1. Tatiana and Alexander also known as The Bridge to Holy Cross (2003)
 Tatiana has left the Soviet Union, and has left Alexander behind, who now awaits trial, and most probably, execution. As she tries to build a new life in America, she is haunted by the possibility that Alexander might still be alive.
1. The Summer Garden (2005)
 Tatiana and Alexander have suffered the worst that the twentieth century had to offer. But now, reunited after years apart, they must learn how to live together. And as dark forces threaten to tear their family apart, they must protect their son from the ghosts of the past.
- Tatiana's Table (2007).
 A collection of recipes for meals mentioned in The Bronze Horseman, The Bridge To Holy Cross/Tatiana and Alexander and The Summer Garden. According to Simons: "I was looking to make it funny and light and cute, and am still trying to, but of course, my melancholy Russian soul is getting the better of me as I remember what Tatiana and Alexander had, what they lost, what they sacrificed for each other, what it took them to get back to the metaphoric Lazarevo (which in itself was a metaphor), and suddenly I’m feeling slightly less chipper. The blockade of Leningrad in 1941 is presenting particular problems as I write with abundance about cheese and milk and butter and flour and beef tenderloin and preheating ovens and buttering casserole dishes. I keep thinking of Tatiana smelling the empty bag that once contained oatmeal when there was no electricity and no heat, no coal or wood, or water on the third floor."
- Children of Liberty (2012).
 A prequel to the original trilogy, based around the lives of Alexander's parents. Gina Attaviano travels from Sicily to Boston to start a new life, but is strongly attracted to Harold Barrington, the son of one of the richest businessmen in New England.
- Bellagrand (2014).
 Sequel to Children of Liberty.

===Other books===
- Tully (1994).
 "The epic tale of a girl from the wrong side of the tracks and her emergence into womanhood"
- Red Leaves (1997).
 A suspense mystery. Detective Spencer O'Malley meets young Ivy League student, Kristina Kim, and a week later is called to investigate her murder. He begins to unravel the mystery of the tangled relationships between the victim's friends - Jim, Conni and Albert, her past and her estranged family as he is sure that not everything is as it seems.
- Eleven Hours (1998).
 This thrilling multiple-POV novel revolves around the kidnapping of a pregnant woman.

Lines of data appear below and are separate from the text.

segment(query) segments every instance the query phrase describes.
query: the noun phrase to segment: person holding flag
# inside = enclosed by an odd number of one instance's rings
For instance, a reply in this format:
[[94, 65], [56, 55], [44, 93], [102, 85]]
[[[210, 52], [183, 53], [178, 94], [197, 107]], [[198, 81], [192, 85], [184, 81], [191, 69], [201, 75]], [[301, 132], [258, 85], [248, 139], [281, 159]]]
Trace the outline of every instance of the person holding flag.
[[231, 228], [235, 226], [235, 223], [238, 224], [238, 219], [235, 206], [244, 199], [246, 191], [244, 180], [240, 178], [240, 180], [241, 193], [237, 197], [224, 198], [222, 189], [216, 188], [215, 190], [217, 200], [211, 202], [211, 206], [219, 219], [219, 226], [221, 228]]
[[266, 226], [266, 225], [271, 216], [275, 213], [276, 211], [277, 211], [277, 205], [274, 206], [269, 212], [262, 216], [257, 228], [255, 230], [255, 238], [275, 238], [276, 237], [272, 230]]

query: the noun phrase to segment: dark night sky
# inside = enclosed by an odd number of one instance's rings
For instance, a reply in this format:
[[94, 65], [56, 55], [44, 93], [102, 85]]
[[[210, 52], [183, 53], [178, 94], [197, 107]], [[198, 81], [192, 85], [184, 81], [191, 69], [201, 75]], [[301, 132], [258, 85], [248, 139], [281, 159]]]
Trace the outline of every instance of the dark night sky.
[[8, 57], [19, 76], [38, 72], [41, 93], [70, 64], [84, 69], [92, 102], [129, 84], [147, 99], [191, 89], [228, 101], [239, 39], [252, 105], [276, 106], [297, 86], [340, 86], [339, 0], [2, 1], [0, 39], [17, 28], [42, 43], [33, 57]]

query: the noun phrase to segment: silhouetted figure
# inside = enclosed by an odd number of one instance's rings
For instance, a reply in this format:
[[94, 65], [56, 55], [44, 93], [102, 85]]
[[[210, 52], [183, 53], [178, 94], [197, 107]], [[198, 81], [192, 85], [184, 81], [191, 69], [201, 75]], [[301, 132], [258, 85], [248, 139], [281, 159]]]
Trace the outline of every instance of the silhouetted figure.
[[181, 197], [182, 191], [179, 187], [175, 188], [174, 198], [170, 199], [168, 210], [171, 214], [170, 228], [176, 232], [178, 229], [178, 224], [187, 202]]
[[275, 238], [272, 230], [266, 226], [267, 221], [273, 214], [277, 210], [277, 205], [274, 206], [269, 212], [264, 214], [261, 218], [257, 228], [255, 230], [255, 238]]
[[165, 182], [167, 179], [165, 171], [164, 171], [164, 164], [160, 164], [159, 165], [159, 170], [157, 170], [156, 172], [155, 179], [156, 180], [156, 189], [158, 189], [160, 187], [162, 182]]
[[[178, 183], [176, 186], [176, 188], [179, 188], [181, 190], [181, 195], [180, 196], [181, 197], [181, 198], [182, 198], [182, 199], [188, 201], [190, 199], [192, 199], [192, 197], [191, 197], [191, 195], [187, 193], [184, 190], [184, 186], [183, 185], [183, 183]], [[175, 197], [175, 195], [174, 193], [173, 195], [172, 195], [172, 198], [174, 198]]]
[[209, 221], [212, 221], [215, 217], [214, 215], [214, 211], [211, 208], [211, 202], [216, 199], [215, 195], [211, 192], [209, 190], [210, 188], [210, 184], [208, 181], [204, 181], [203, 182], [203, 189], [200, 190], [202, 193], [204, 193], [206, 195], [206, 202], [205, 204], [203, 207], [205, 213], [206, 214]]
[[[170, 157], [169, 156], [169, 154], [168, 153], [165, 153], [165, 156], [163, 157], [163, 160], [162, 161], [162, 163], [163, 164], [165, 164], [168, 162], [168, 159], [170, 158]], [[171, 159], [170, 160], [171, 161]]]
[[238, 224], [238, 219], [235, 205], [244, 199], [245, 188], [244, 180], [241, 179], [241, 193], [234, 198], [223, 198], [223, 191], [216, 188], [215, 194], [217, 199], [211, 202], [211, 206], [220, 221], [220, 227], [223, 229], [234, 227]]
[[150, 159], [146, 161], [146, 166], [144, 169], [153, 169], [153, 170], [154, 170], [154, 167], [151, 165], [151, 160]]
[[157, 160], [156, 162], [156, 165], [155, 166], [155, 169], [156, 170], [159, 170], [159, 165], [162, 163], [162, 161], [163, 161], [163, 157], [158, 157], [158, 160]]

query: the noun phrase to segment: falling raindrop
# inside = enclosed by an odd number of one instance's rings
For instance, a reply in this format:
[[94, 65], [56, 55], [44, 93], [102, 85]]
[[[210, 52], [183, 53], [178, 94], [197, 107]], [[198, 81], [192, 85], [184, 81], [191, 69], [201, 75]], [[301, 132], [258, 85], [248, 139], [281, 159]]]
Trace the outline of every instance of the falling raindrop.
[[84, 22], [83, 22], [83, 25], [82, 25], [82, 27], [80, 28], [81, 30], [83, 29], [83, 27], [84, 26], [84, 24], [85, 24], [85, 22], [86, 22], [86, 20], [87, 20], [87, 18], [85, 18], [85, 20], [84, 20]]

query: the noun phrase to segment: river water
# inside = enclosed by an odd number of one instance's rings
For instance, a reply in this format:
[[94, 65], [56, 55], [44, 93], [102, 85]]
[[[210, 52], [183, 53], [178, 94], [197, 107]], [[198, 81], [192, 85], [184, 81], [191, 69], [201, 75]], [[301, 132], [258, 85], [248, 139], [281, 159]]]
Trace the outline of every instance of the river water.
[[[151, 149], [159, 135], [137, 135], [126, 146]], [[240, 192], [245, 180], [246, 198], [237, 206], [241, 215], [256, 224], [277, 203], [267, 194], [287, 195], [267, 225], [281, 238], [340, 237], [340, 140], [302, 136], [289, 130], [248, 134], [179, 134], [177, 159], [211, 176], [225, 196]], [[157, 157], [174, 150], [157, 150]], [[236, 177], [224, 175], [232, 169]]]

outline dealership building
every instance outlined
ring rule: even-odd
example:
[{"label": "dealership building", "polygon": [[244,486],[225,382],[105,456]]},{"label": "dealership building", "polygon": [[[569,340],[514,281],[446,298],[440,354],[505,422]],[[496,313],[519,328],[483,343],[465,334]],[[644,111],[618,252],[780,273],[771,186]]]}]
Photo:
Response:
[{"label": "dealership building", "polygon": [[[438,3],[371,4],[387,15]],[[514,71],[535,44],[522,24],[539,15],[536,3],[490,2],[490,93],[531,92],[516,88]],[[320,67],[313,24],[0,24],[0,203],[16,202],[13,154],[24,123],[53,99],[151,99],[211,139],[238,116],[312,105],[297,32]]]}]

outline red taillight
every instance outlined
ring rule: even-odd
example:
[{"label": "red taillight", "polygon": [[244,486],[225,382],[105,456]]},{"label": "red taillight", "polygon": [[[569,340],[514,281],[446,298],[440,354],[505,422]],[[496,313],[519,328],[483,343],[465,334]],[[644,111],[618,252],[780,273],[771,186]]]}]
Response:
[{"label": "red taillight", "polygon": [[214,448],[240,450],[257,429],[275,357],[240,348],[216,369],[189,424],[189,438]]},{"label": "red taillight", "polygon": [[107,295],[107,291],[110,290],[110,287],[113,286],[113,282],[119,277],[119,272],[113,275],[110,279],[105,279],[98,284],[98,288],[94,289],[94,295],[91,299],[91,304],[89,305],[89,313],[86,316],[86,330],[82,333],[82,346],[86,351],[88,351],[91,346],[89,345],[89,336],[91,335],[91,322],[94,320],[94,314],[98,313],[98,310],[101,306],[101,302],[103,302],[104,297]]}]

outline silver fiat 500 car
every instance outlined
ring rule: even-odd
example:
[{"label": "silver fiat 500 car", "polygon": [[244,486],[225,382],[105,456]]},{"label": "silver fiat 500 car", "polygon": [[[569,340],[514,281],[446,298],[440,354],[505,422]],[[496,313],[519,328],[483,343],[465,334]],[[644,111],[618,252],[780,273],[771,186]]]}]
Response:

The scenes alternate between the threatened wife and the desperate husband, pursuing the kidnappers along with a laid-back FBI agent.
- Lily (Or The Girl In Times Square) (2004).
A young woman's roommate disappears, and an NYPD detective (one Spencer O'Malley) enters her life. She eventually begins to question what she knows about her friend and family.
- Road to Paradise (2007).
Shelby and Gina are off to California with different reasons. But after picking up a young hitchhicker they run into all sorts of trouble.
- A Song in the Daylight (2010).
Larissa's life isn't as perfect as it seems to be. She isn't satisfied with her loveless marriage and her irresistible passion might make her do the unthinkable.
- Six Days in Leningrad (2013)
A non-fiction memoir about the author's trip to St. Petersburg (Leningrad) with her father, for research before writing The Bronze Horseman trilogy.
- Lone Star (2015)
Chloë, along with her friends, goes for a backpacking adventure across Europe before college starts. But a mysterious boy named Johnny who carries a lifetime of treacherous secrets threatens to shatter the bonds that have held four lifelong friends. The character Johnny is a relative of Tatiana and Alexander, from The Bronze Horseman series.